Actually, my tests with aa-exec were flawed.

#8 Updated by intrigeri 2016-07-19 08:09:54

  • Description updated

#9 Updated by intrigeri 2016-07-19 08:50:49

If I run Tor Browser from a terminal where DBUS_SESSION_BUS_ADDRESS is unset, it can’t start Totem and complains: ** (firefox:14725): WARNING **: Cannot launch application: Failed to execute child process "totem" (Permission denied), and the Journal confirms that AppArmor blocked execution of Totem by Tor Browser.

Same if I set DBusActivatable=false in /usr/share/applications/org.gnome.Totem.desktop.

So, it seems that unfiltered access to the session D-Bus bus allows a confined application to have the session’s dbus-daemon execute any D-Bus activatable app. The executed application will run under its own AppArmor profile, if it has one, and unconfined otherwise. In Tails 2.4, the D-Bus activatable applications we ship are: Totem, Nautilus, Screenshot, PortalHelper and gedit.
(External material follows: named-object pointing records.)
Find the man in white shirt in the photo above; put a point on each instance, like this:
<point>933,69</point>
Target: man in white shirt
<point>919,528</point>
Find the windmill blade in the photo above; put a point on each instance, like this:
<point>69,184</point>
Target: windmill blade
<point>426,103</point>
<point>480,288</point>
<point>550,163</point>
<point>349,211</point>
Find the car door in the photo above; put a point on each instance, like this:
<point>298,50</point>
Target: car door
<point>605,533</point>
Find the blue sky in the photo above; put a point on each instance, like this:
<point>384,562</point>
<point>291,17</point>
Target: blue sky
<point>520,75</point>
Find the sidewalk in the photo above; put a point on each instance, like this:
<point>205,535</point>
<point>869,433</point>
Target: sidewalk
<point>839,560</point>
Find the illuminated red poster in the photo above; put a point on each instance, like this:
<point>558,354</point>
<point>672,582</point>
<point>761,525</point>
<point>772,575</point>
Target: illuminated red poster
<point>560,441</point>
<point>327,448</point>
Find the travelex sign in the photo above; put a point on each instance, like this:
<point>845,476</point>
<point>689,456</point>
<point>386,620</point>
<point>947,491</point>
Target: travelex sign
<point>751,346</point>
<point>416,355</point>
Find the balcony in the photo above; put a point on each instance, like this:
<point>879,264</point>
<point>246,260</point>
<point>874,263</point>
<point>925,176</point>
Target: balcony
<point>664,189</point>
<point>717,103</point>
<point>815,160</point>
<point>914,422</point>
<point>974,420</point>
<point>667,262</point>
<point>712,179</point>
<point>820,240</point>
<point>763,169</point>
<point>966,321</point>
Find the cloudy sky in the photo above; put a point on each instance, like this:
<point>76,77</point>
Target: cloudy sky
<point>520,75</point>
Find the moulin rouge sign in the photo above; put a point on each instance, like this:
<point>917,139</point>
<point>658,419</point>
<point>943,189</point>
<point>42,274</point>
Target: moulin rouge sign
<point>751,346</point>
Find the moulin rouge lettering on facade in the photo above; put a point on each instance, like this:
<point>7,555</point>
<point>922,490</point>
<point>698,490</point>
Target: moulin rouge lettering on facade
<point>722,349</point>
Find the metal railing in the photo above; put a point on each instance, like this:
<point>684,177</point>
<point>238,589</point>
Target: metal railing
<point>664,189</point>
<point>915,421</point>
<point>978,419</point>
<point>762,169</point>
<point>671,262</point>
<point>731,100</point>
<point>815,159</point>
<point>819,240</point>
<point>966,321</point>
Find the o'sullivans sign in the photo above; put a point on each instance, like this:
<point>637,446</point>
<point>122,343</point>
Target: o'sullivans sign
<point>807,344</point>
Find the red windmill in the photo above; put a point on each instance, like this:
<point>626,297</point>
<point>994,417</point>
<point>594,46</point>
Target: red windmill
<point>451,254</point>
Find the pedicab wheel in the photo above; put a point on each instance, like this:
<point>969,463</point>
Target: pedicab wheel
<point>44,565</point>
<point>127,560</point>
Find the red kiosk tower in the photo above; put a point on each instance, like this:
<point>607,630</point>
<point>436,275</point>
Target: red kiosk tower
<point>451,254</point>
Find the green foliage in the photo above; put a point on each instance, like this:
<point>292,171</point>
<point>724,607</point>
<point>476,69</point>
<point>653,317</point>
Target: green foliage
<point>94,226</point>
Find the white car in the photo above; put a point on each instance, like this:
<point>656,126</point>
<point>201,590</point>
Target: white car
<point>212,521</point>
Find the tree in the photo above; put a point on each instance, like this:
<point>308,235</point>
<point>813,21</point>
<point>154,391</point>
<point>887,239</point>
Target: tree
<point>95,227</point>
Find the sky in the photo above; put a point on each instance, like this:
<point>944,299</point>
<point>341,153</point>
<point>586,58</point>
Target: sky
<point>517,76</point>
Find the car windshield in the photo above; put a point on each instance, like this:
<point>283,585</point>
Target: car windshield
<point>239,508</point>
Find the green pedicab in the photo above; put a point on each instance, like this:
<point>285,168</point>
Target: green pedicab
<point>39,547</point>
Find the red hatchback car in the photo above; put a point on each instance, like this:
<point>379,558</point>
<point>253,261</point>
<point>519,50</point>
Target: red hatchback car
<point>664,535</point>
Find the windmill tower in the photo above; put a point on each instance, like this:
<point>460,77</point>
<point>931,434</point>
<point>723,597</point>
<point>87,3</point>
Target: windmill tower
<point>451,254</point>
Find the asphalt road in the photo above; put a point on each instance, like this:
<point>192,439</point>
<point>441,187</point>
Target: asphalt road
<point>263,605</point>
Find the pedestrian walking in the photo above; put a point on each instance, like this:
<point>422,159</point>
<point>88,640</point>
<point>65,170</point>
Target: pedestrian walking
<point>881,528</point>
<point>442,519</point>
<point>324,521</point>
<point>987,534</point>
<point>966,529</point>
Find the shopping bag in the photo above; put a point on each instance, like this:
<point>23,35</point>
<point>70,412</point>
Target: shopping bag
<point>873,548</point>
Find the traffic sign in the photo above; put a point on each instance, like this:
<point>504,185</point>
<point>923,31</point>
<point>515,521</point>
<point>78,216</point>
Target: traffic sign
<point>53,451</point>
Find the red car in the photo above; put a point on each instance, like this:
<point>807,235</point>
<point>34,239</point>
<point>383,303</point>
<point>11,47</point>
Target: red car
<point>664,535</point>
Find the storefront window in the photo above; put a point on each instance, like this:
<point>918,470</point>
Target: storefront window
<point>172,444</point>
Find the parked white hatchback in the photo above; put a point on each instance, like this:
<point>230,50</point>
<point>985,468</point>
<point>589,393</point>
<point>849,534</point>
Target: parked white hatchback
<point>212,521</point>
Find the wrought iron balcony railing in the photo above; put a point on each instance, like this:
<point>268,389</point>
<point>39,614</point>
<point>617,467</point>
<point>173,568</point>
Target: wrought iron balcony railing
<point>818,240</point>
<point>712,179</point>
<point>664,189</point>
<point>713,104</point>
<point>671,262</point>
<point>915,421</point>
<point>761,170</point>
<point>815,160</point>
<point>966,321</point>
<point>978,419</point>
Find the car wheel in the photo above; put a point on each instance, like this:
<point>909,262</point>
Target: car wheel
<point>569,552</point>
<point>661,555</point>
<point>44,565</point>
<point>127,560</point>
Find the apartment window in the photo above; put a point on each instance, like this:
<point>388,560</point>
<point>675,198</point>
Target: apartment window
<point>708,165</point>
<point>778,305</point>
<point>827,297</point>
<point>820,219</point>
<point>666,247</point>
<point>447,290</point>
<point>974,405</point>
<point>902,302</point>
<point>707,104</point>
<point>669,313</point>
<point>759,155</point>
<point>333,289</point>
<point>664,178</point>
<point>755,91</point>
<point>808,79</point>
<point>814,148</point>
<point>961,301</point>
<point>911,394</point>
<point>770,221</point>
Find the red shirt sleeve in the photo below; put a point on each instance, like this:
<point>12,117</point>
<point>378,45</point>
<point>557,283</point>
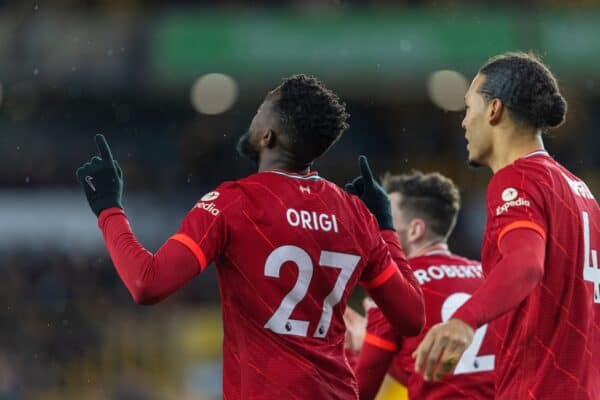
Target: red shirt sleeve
<point>204,231</point>
<point>152,277</point>
<point>395,290</point>
<point>148,277</point>
<point>523,253</point>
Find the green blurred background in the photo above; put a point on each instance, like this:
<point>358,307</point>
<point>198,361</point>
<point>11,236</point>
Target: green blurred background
<point>172,85</point>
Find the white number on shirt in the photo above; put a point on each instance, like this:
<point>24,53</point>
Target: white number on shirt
<point>469,362</point>
<point>591,272</point>
<point>280,321</point>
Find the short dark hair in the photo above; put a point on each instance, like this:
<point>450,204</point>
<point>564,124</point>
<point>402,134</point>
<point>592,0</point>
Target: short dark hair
<point>313,117</point>
<point>526,88</point>
<point>431,196</point>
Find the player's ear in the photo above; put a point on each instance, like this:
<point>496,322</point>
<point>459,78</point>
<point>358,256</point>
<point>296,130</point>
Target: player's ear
<point>268,139</point>
<point>416,230</point>
<point>495,110</point>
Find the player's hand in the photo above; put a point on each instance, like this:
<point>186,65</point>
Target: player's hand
<point>101,179</point>
<point>356,327</point>
<point>372,194</point>
<point>442,348</point>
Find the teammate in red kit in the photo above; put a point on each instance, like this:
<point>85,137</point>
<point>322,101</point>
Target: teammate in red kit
<point>540,247</point>
<point>288,245</point>
<point>424,208</point>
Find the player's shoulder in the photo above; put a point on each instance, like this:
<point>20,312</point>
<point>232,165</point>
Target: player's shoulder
<point>440,258</point>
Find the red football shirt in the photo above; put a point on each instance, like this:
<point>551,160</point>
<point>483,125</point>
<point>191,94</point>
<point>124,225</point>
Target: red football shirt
<point>447,281</point>
<point>288,249</point>
<point>551,342</point>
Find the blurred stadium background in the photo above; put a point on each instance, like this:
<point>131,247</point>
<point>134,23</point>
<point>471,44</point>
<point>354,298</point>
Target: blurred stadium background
<point>172,85</point>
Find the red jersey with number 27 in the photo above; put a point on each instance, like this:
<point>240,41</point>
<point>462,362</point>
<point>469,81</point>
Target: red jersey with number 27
<point>447,280</point>
<point>288,249</point>
<point>551,341</point>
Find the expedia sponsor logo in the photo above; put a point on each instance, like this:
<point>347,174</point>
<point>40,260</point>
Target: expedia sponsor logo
<point>210,196</point>
<point>509,194</point>
<point>210,207</point>
<point>520,202</point>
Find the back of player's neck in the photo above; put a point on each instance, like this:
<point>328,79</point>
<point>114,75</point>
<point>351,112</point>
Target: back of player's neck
<point>514,149</point>
<point>283,165</point>
<point>425,248</point>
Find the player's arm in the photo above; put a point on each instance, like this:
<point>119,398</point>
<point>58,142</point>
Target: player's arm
<point>396,291</point>
<point>521,243</point>
<point>376,355</point>
<point>518,273</point>
<point>149,277</point>
<point>394,288</point>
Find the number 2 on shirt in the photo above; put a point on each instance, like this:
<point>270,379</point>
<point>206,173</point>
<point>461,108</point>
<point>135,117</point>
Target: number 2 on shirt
<point>469,362</point>
<point>280,322</point>
<point>591,272</point>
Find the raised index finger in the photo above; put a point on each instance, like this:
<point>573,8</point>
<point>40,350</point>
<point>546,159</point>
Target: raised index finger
<point>103,148</point>
<point>365,169</point>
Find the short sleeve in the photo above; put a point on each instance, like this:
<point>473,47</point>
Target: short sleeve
<point>380,265</point>
<point>379,332</point>
<point>515,202</point>
<point>204,230</point>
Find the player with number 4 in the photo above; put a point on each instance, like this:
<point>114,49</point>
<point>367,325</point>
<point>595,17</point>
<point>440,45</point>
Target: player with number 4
<point>540,246</point>
<point>289,248</point>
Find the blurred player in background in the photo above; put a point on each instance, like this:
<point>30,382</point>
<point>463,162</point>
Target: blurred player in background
<point>289,247</point>
<point>540,246</point>
<point>424,208</point>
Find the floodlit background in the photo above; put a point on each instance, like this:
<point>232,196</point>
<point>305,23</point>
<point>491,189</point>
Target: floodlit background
<point>172,85</point>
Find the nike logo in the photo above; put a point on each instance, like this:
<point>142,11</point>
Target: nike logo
<point>88,180</point>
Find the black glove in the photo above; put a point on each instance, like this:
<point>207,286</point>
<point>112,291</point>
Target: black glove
<point>372,194</point>
<point>102,179</point>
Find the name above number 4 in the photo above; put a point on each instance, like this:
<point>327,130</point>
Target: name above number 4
<point>591,272</point>
<point>280,322</point>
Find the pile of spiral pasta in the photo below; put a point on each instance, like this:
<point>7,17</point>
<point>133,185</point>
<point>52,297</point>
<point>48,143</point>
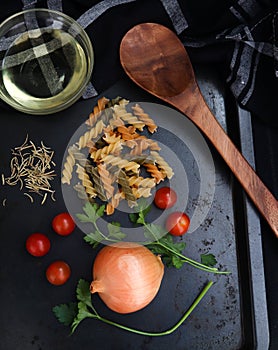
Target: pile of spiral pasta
<point>113,160</point>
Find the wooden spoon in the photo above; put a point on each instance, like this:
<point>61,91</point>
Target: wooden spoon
<point>155,59</point>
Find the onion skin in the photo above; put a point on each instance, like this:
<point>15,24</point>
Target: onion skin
<point>127,276</point>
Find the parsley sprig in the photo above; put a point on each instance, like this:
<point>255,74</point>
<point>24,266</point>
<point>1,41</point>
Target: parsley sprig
<point>73,313</point>
<point>159,241</point>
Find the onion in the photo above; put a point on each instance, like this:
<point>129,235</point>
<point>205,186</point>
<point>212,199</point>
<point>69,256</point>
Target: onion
<point>127,276</point>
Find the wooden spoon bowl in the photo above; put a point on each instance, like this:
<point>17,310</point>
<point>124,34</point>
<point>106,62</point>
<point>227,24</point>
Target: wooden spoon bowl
<point>155,59</point>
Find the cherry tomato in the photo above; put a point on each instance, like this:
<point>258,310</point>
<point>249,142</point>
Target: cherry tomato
<point>63,224</point>
<point>37,244</point>
<point>58,273</point>
<point>165,197</point>
<point>177,223</point>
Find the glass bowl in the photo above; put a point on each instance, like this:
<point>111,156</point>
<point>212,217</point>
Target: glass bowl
<point>46,62</point>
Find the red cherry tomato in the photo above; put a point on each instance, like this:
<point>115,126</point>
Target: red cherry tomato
<point>63,224</point>
<point>37,244</point>
<point>58,273</point>
<point>165,197</point>
<point>177,223</point>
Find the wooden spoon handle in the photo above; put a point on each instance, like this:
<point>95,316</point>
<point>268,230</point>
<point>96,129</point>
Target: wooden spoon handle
<point>198,111</point>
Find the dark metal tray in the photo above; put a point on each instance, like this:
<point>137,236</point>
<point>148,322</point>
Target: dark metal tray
<point>233,314</point>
So the next question is: is it acceptable? How can an attacker, who controls Tor Browser, leverage this to do stuff they should be forbidden to? Shall we make all apps non-D-Bus-activatable? All these questions keeping in mind that to get working input systems and accessibility support, we need to give Tor Browser access to the session bus anyway (and unfiltered access until the kernel patches needed to filter D-Bus calls make it into mainline Linux). I’ll file a ticket to research that.

#10 Updated by intrigeri 2016-07-19 08:52:25

#11 Updated by intrigeri 2016-07-19 08:55:11

  • related to Bug #11579: Research what to do wrt. D-Bus activatable apps and AppArmor added

#12 Updated by intrigeri 2016-07-19 08:55:45

  • Status changed from In Progress to Resolved
  • Assignee deleted (intrigeri)
  • % Done changed from 10 to 100

Problem understood, next step is Bug #11579.